直近5年間の対戦でG大阪の3勝、川崎の7勝、引き分けが3つ。

G大阪ホームでの戦績

直近10戦でG大阪の3勝、川崎の3勝、引き分けが4つ。

Head-to-head

Head-to-head
  • 川崎は直近5試合のG大阪戦で未勝利。うち4試合で複数失点。
  • 川崎の直近3試合のG大阪戦の勝利はいずれも複数得点差。
  • G大阪はホームの川崎戦で連勝中。
  • 川崎がリーグにおけるアウェイのG大阪戦で挙げた勝利は3ついずれもクリーンシート。

スカッド情報

ガンバ大阪
  • 安部柊斗は天皇杯・山形戦での退場で2試合の出場停止。
  • 食野亮太郎、林大地は長期離脱中。
  • 美藤倫、奥抜侃志は合流済み。
  • 山下諒也は天皇杯で負傷交代で状態が不透明。
川崎フロンターレ
  • イ・クンヒョンは長期離脱中。
  • エリソンはミニゲーム消化まで回復。
  • チョン・ソンリョン、大島僚太はベンチ外が続く。
  • 丸山祐市、ファン・ウェルメスケルケン・際は天皇杯で筋肉系と思われる負傷交代。

予想スタメン

Match facts

ガンバ大阪
  • 今季リーグ戦で挙げた9勝のうち、7勝がクリーンシート。
  • 今季リーグ戦で喫した10敗のうち、7敗が無得点。
    • 得点を挙げて敗れた3試合はいずれも関西勢相手の敗戦。
  • リーグ戦においてここまでリードからの逆転負けも、ビハインドからの逆転勝ちもない。
  • 今季ここまでホームのリーグ戦では引き分けがない。
  • 今季ここまでPKでの失点を許していない。
    • FC東京戦で一森純がセーブに成功。
  • ここまでのリーグ戦において90分単位でのシュート数が最も多い選手はイェッサム・ジェバリ。
川崎フロンターレ
  • ビハインドから得た勝ち点は14で京都と並んでリーグハイ。
  • リーグ戦でリードシチュエーションはここまで17試合ありリーグ最多。しかし、リードから落とした勝ち点は17でこれより多いのは新潟だけ(21)
  • 8引き分けは柏と並んでリーグ最多だが、直近6試合のリーグ戦では引き分けがない。
  • 関西とのチーム相手の対戦は今季ここまで5戦1勝(D1,L3)
  • 関西アウェイでのリーグ戦は直近7試合で勝利がない(D2,L5)
    • 最後の勝利は2023年の京都でのアウェイ。
  • 5月以降のリーグ戦においてCFで起用された選手がゴールを決めたのは2試合だけ。
    • 5月18日のC大阪戦のエリソン、6月25日の新潟戦の神田奏真

予習

第21節 FC東京戦

第22節 京都戦

第23節 C大阪戦

準備中

展望

リスクヘッジ優先主義が要所に

 天皇杯は3回戦で相模原を相手に敗戦。J3以下のチーム相手に敗退という天皇杯で初めての経験をした川崎が今節乗り込むのはパナスタ。同じく、山形との120分の激闘の末に天皇杯という舞台を去ることとなったG大阪という付き合いの良さを見せたチームとの一戦となる。

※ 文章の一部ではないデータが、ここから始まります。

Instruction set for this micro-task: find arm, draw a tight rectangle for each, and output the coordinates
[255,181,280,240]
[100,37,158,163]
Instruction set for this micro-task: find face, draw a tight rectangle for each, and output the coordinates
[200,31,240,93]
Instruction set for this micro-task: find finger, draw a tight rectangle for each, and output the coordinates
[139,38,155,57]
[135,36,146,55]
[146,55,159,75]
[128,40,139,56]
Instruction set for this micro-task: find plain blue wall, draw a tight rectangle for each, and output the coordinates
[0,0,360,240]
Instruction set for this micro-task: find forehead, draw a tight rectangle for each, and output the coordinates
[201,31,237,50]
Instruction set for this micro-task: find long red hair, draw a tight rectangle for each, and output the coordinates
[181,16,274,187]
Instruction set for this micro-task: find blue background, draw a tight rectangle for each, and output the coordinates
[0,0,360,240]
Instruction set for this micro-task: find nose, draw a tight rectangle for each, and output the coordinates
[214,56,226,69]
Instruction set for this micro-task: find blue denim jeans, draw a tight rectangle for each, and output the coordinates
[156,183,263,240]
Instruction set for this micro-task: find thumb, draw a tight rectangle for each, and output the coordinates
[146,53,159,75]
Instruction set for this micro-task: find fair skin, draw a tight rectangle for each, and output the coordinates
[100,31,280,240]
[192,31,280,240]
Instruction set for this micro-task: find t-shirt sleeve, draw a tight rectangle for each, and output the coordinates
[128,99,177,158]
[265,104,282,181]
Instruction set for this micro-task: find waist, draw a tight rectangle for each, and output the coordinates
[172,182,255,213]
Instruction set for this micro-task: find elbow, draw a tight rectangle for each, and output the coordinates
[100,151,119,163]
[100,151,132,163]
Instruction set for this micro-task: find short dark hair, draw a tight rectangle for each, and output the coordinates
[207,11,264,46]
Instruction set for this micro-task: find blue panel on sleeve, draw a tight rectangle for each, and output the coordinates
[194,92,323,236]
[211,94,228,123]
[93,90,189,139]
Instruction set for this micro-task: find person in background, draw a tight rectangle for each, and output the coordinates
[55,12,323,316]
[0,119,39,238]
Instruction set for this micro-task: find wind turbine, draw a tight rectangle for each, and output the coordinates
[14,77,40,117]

 G大阪のフォーメーションは4-2-3-1。メンバーの入れ替わりはそれなりにあるが、フォーメーションはほぼこの形で固定と言っていいだろう。

 G大阪は今のJリーグの中では静的に試合を運びたがる嗜好があるチームと言える。守備においては特にそのテイストが強く出ており、前から強引にプレスを仕掛けていくケースはあまり多くはない。4-4-2のミドルブロックを組むことが基本で、中央の2人は中盤を気に掛けながらマークを受け渡す。

 プレスの強度を上げるスイッチを入れるのはSHが担当することが多く、山下などが2トップとフラットに高い位置まで出ていくことで相手のバックラインにプレスをかけるケースが基本。このSHが前に出ていくアクションに対して、CHがスライドしていく。

 川崎を見ているファンならばよくわかると思うが、SHが前にズレるプレスは後方がうまくカバーしなければ連鎖的に守備の綻びを生み出す。G大阪はこのズレのリスクをそれなりに抑えるメカニズムになっている。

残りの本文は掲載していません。